O socialista considera que a água faz parte do consumo diário das famílias brasileiras como item de primeira necessidade e hoje as indústrias capixabas vem sofrendo concorrência desleal com outros Estados vizinhos que cobram ICMS menor sobre o produto.
“Até 1988 a água mineral era considerada alimento. O nosso pleito é que isso volte. A alíquota de ICMS foi alterada para o segmento de bebidas e não é justo tributar a água com a mesma alíquota da cerveja e do refrigerante”, defende o deputado.
Segundo a Associação Brasileira da Indústria de Água Mineral (Abinam) o consumo de água mineral no Brasil fica em torno de 45 litros por pessoa ao ano. No Nordeste, a média é de 55 litros per capita por ano. O volume é pequeno se comparado com a Europa, onde o consumo é de 150 litros por pessoa.
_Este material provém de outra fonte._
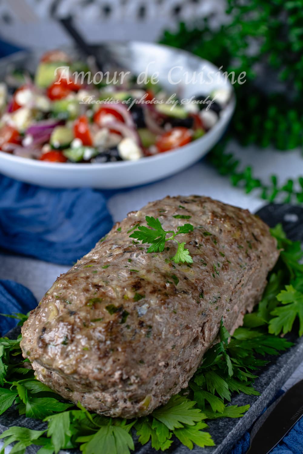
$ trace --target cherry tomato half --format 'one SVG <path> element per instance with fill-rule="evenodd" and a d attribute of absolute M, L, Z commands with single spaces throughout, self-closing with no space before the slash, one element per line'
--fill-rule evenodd
<path fill-rule="evenodd" d="M 191 134 L 187 128 L 173 128 L 159 138 L 156 146 L 160 153 L 186 145 L 191 140 Z"/>
<path fill-rule="evenodd" d="M 17 93 L 20 93 L 20 91 L 22 91 L 22 90 L 24 90 L 27 88 L 27 87 L 26 85 L 22 85 L 22 87 L 20 87 L 18 89 L 16 90 L 16 91 L 15 91 L 15 93 L 14 94 L 14 96 L 13 97 L 13 100 L 12 101 L 12 105 L 11 108 L 12 112 L 15 112 L 15 111 L 18 110 L 18 109 L 20 109 L 20 107 L 22 107 L 22 106 L 20 106 L 20 104 L 18 104 L 18 103 L 17 102 L 17 101 L 16 100 L 16 98 L 17 97 L 16 95 Z"/>
<path fill-rule="evenodd" d="M 124 118 L 121 114 L 110 107 L 100 107 L 94 115 L 94 121 L 99 126 L 106 126 L 106 123 L 102 120 L 104 119 L 105 115 L 110 115 L 114 117 L 113 120 L 118 120 L 118 121 L 124 123 Z"/>
<path fill-rule="evenodd" d="M 9 124 L 0 128 L 0 149 L 7 143 L 20 143 L 21 138 L 17 129 Z"/>
<path fill-rule="evenodd" d="M 75 138 L 82 140 L 83 145 L 90 146 L 93 144 L 89 121 L 85 115 L 79 117 L 75 120 L 74 125 L 74 135 Z"/>
<path fill-rule="evenodd" d="M 50 99 L 62 99 L 70 93 L 71 90 L 60 84 L 53 84 L 47 89 L 46 94 Z"/>
<path fill-rule="evenodd" d="M 67 158 L 58 150 L 52 150 L 42 154 L 40 161 L 48 161 L 50 163 L 66 163 Z"/>

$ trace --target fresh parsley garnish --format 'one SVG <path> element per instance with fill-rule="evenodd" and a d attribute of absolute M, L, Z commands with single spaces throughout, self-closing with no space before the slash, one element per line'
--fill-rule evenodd
<path fill-rule="evenodd" d="M 274 271 L 269 274 L 262 301 L 251 314 L 245 316 L 244 326 L 236 330 L 229 342 L 231 336 L 221 321 L 219 341 L 204 355 L 186 395 L 172 397 L 147 416 L 131 420 L 107 418 L 88 411 L 79 404 L 76 407 L 64 400 L 35 379 L 33 370 L 27 368 L 28 361 L 21 354 L 20 336 L 15 340 L 0 338 L 0 414 L 15 404 L 20 414 L 47 424 L 47 429 L 40 431 L 10 427 L 0 436 L 4 441 L 1 454 L 12 443 L 15 444 L 14 452 L 18 454 L 24 454 L 26 447 L 32 445 L 41 447 L 40 454 L 58 454 L 60 449 L 73 448 L 80 449 L 83 454 L 99 454 L 100 446 L 102 454 L 130 454 L 134 449 L 132 427 L 139 443 L 145 444 L 150 440 L 152 447 L 157 450 L 168 449 L 174 437 L 189 449 L 194 444 L 214 446 L 211 434 L 205 430 L 205 420 L 243 416 L 249 405 L 230 405 L 232 393 L 258 395 L 253 385 L 258 370 L 268 362 L 269 355 L 278 355 L 292 345 L 280 337 L 279 333 L 293 329 L 298 319 L 299 334 L 302 334 L 300 244 L 287 240 L 281 226 L 273 229 L 272 234 L 277 238 L 279 248 L 283 250 Z M 178 285 L 176 276 L 169 277 Z M 101 301 L 101 298 L 92 298 L 89 303 Z M 129 315 L 122 306 L 109 305 L 106 309 L 112 314 L 120 312 L 120 323 L 124 323 Z M 27 318 L 22 314 L 11 316 L 18 318 L 21 325 Z M 125 326 L 130 328 L 128 325 Z M 148 338 L 151 337 L 152 326 L 148 325 L 146 328 Z M 148 405 L 148 396 L 146 401 Z"/>
<path fill-rule="evenodd" d="M 194 227 L 191 224 L 184 224 L 183 226 L 179 226 L 178 227 L 177 232 L 175 232 L 173 230 L 164 230 L 158 217 L 155 219 L 152 216 L 146 216 L 145 220 L 149 227 L 139 226 L 138 230 L 135 230 L 129 235 L 130 238 L 135 238 L 139 241 L 142 241 L 143 243 L 150 244 L 150 246 L 147 250 L 148 252 L 162 252 L 164 250 L 165 242 L 169 240 L 173 240 L 178 244 L 178 249 L 172 260 L 177 264 L 184 262 L 188 263 L 193 262 L 189 251 L 184 249 L 185 243 L 179 243 L 175 239 L 177 235 L 192 232 Z M 168 238 L 167 237 L 167 235 L 169 233 L 172 234 Z"/>

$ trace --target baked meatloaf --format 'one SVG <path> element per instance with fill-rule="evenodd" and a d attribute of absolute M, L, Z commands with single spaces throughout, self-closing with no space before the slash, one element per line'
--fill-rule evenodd
<path fill-rule="evenodd" d="M 151 253 L 129 237 L 146 215 L 165 230 L 188 217 L 194 229 L 179 241 L 193 263 L 172 262 L 172 241 Z M 147 415 L 187 386 L 222 317 L 231 333 L 242 324 L 278 255 L 247 210 L 199 196 L 151 202 L 57 279 L 23 326 L 23 355 L 39 380 L 89 410 Z"/>

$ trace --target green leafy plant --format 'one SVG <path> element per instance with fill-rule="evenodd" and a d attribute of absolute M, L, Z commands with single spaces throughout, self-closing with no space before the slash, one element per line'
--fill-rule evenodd
<path fill-rule="evenodd" d="M 271 355 L 292 345 L 279 334 L 293 330 L 297 319 L 299 334 L 302 334 L 303 265 L 299 261 L 303 252 L 299 242 L 286 238 L 281 225 L 271 233 L 283 250 L 261 301 L 245 316 L 244 326 L 231 338 L 221 322 L 219 341 L 207 351 L 188 388 L 147 416 L 108 418 L 65 400 L 35 378 L 28 360 L 21 356 L 20 336 L 0 339 L 0 414 L 15 404 L 20 414 L 45 424 L 45 430 L 40 431 L 10 427 L 0 436 L 5 441 L 0 454 L 14 442 L 12 454 L 24 454 L 32 444 L 40 447 L 39 454 L 57 454 L 60 449 L 73 448 L 84 454 L 98 454 L 101 445 L 102 454 L 129 454 L 134 448 L 135 434 L 141 444 L 150 441 L 161 451 L 168 449 L 175 438 L 189 449 L 194 444 L 214 446 L 207 420 L 241 417 L 249 405 L 230 405 L 233 394 L 258 395 L 253 383 L 260 368 Z M 26 318 L 16 316 L 22 321 Z"/>
<path fill-rule="evenodd" d="M 301 177 L 281 185 L 274 175 L 262 182 L 250 167 L 239 170 L 239 160 L 226 151 L 231 138 L 262 148 L 302 148 L 303 0 L 228 0 L 227 12 L 228 20 L 219 28 L 212 27 L 208 17 L 192 25 L 181 23 L 177 32 L 166 31 L 160 42 L 189 50 L 228 74 L 234 71 L 236 78 L 246 72 L 245 83 L 233 86 L 237 107 L 230 132 L 209 154 L 210 162 L 246 192 L 255 189 L 269 201 L 303 202 Z M 264 74 L 270 84 L 264 84 Z"/>

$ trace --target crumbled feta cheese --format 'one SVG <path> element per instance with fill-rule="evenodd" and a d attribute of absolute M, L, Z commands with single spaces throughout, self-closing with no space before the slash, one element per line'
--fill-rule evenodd
<path fill-rule="evenodd" d="M 184 104 L 184 110 L 189 114 L 198 114 L 199 112 L 198 104 L 195 103 L 188 103 Z"/>
<path fill-rule="evenodd" d="M 104 147 L 108 140 L 109 131 L 107 128 L 103 128 L 94 134 L 93 142 L 95 147 Z"/>
<path fill-rule="evenodd" d="M 119 134 L 115 134 L 114 133 L 110 133 L 109 134 L 107 142 L 106 142 L 106 147 L 108 148 L 113 148 L 116 147 L 121 140 L 121 136 Z"/>
<path fill-rule="evenodd" d="M 33 140 L 34 138 L 33 136 L 29 134 L 28 135 L 25 136 L 22 140 L 22 145 L 24 147 L 28 147 L 29 145 L 32 143 Z"/>
<path fill-rule="evenodd" d="M 214 126 L 218 120 L 218 116 L 217 114 L 211 109 L 203 109 L 200 112 L 200 118 L 202 120 L 204 126 L 207 129 L 210 129 Z"/>
<path fill-rule="evenodd" d="M 95 150 L 91 147 L 85 147 L 83 153 L 83 159 L 84 161 L 89 161 L 95 154 Z"/>
<path fill-rule="evenodd" d="M 71 143 L 70 144 L 71 148 L 80 148 L 83 145 L 82 141 L 81 139 L 75 138 L 72 141 Z"/>
<path fill-rule="evenodd" d="M 20 106 L 26 106 L 32 103 L 34 99 L 34 93 L 30 89 L 25 88 L 16 92 L 15 99 Z"/>
<path fill-rule="evenodd" d="M 111 114 L 106 114 L 105 115 L 102 115 L 100 122 L 101 124 L 106 124 L 107 123 L 111 123 L 116 120 L 117 118 L 114 115 L 112 115 Z"/>
<path fill-rule="evenodd" d="M 123 159 L 136 161 L 143 156 L 142 150 L 137 143 L 130 137 L 122 139 L 118 145 L 120 157 Z"/>
<path fill-rule="evenodd" d="M 214 90 L 212 93 L 212 99 L 218 104 L 225 105 L 230 97 L 230 92 L 226 89 L 219 88 Z"/>

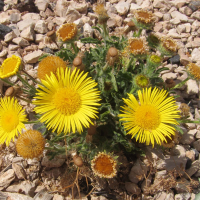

A entidade considera ainda que com a redução do ICMS, o preço final da água mineral cairia em torno de 30%.
Na próxima segunda-feira o preço da água mineral pode subir já que a tabela de preços de referência do segmento foi reajustada em 15% pela Secretaria da Receita Federal - com impacto direto na água mineral, na cerveja e nos refrigerantes. O governo federal ajustou a tabela (que inclui impostos como PIS e Cofins) aos preços praticados pelo mercado; algo que não acontecia há três anos. Neste período, enquanto o Índice de Preços ao Consumidor Amplo (IPCA) subiu 12,3%, os preços da cerveja e dos refrigerantes e águas subiram 17,3% e 16,6%, respectivamente.